LoRA Fine Tuning for PTM Site Prediction
Hi there,
My team and I are working on training a model for PTM site prediction, and we are considering using ProLLaMA as the base model.
Would you recommend this model for such a task? Additionally, is it feasible to fine-tune ProLLaMA using LoRA for this specific problem?
We are currently getting familiar with LLaMA Factory and building an instruction dataset for fine-tuning. Any insights or recommendations would be greatly appreciated!
Hello!
Thanks for your consideration. In general, I think it is feasible to use ProLLaMA and LoRA for PTM site prediction. Below are my suggestions:
- You'd better fine-tune ProLLaMA_Stage_1 instead of ProLLaMA, since the latter has been already fine-tuned on downstream tasks.
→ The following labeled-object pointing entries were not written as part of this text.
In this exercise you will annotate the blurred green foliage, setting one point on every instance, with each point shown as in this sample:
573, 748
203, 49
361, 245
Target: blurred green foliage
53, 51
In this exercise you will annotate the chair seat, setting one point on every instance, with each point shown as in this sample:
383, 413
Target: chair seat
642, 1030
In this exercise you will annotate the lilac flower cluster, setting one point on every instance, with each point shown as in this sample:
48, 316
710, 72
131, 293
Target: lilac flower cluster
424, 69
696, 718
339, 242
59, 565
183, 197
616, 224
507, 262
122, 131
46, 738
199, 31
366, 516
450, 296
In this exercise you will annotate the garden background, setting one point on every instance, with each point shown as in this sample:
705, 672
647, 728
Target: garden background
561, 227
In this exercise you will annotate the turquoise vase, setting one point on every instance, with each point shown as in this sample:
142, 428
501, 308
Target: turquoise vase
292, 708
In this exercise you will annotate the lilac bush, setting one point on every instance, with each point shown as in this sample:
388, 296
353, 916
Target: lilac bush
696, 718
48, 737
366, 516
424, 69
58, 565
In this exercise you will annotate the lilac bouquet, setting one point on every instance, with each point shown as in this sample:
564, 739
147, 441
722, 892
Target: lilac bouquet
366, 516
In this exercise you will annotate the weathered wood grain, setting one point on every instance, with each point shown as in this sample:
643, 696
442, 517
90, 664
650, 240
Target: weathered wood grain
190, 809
- Please follow the formatting requirements, i.e. the protein sequence needs to be wrapped in prefix "Seq=<" and suffix ">".
- Using Llama-Factory is a good choice. In fact, our model, whether ProLLaMA_Stage_1 or ProLLaMA, is suitable for most LLM training tool libraries. In my github repo, I also provide a fine-tuning script.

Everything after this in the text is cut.